The approach is common in tech circles, but its relevance to agriculture is straightforward: don’t confuse tradition with necessity.

Newcombe’s own introduction to that mindset began on his family’s dairy farm.

“I grew up milking at 3 p.m. and 3 a.m.,” he says. “Every Thursday morning in high school and early university, I’d be up in the barn at 3 a.m.”

When his family considered installing robotic milkers, Newcombe ran the numbers as part of an MBA consulting project. The investment, he concluded, was essentially a wash — about a 15-year payback.

“I told my dad it was basically break-even and the money might be better spent elsewhere.”

His father installed the robots anyway.

“It’s more than just the money,” his dad told him. “It’s about our staff. They don’t want to be in the barn at 3 a.m. There are better value-added activities they could be doing.”

The lesson stuck.

When Newcombe talks about artificial intelligence today, he returns to the same principle: technology should elevate work, not eliminate it.

“It’s not about displacing people,” he says. “It’s about getting them to focus on higher-value activities — making the work easier, better, smoother.”

In many ways, he sees AI as simply the next step in a long line of agricultural innovation. The act of milking cows has changed dramatically over the past half-century — from buckets to tie stalls to parlours to robotic arms. The goal hasn’t changed, and neither have the people behind the work. What changed is how that work gets done.

Artificial intelligence, he says, fits the same pattern.

Where it shines most is in the tasks farmers tend to avoid: paperwork, administrative work, and the endless flow of documents that modern agriculture demands.

“If there’s work on the farm that’s drudgery — the tasks you avoid, the ones that drain your energy — that’s where AI is strongest.”

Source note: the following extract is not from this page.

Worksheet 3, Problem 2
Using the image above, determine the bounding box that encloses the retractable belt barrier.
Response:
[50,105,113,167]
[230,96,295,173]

Generative tools such as ChatGPT, Microsoft Copilot, and Google Gemini can draft policy templates, summarize meeting transcripts, convert spray records into compliance documents, or even digest lengthy government reports into farm-specific summaries.

“It’s not 100% done,” Newcombe says. “You still need to review and tweak it. But it’s a lot easier than staring at a blank page.”

That doesn’t mean the technology is flawless.

AI systems can still produce errors — sometimes confidently inventing facts or sources, a phenomenon known as hallucination. The best safeguard, Newcombe says, is to treat the technology as an assistant rather than an authority: ask for citations, provide context, and keep human judgment firmly in the loop.

“These systems are trained on the internet,” he says. “By default, they’ll give you something very average and generic. The more context you provide — your location, your operation, your scale — the better the result.”

Concerns about data privacy also require common sense. “Don’t put anything into ChatGPT that you wouldn’t want leaked,” he says, noting that sensitive financial records, employee information, or confidential data should stay out of open systems.

Ultimately, however, the biggest barrier to adopting AI isn’t the technology itself. It’s mindset.

“This is the worst AI you will ever use,” he says. “It’s only getting better.”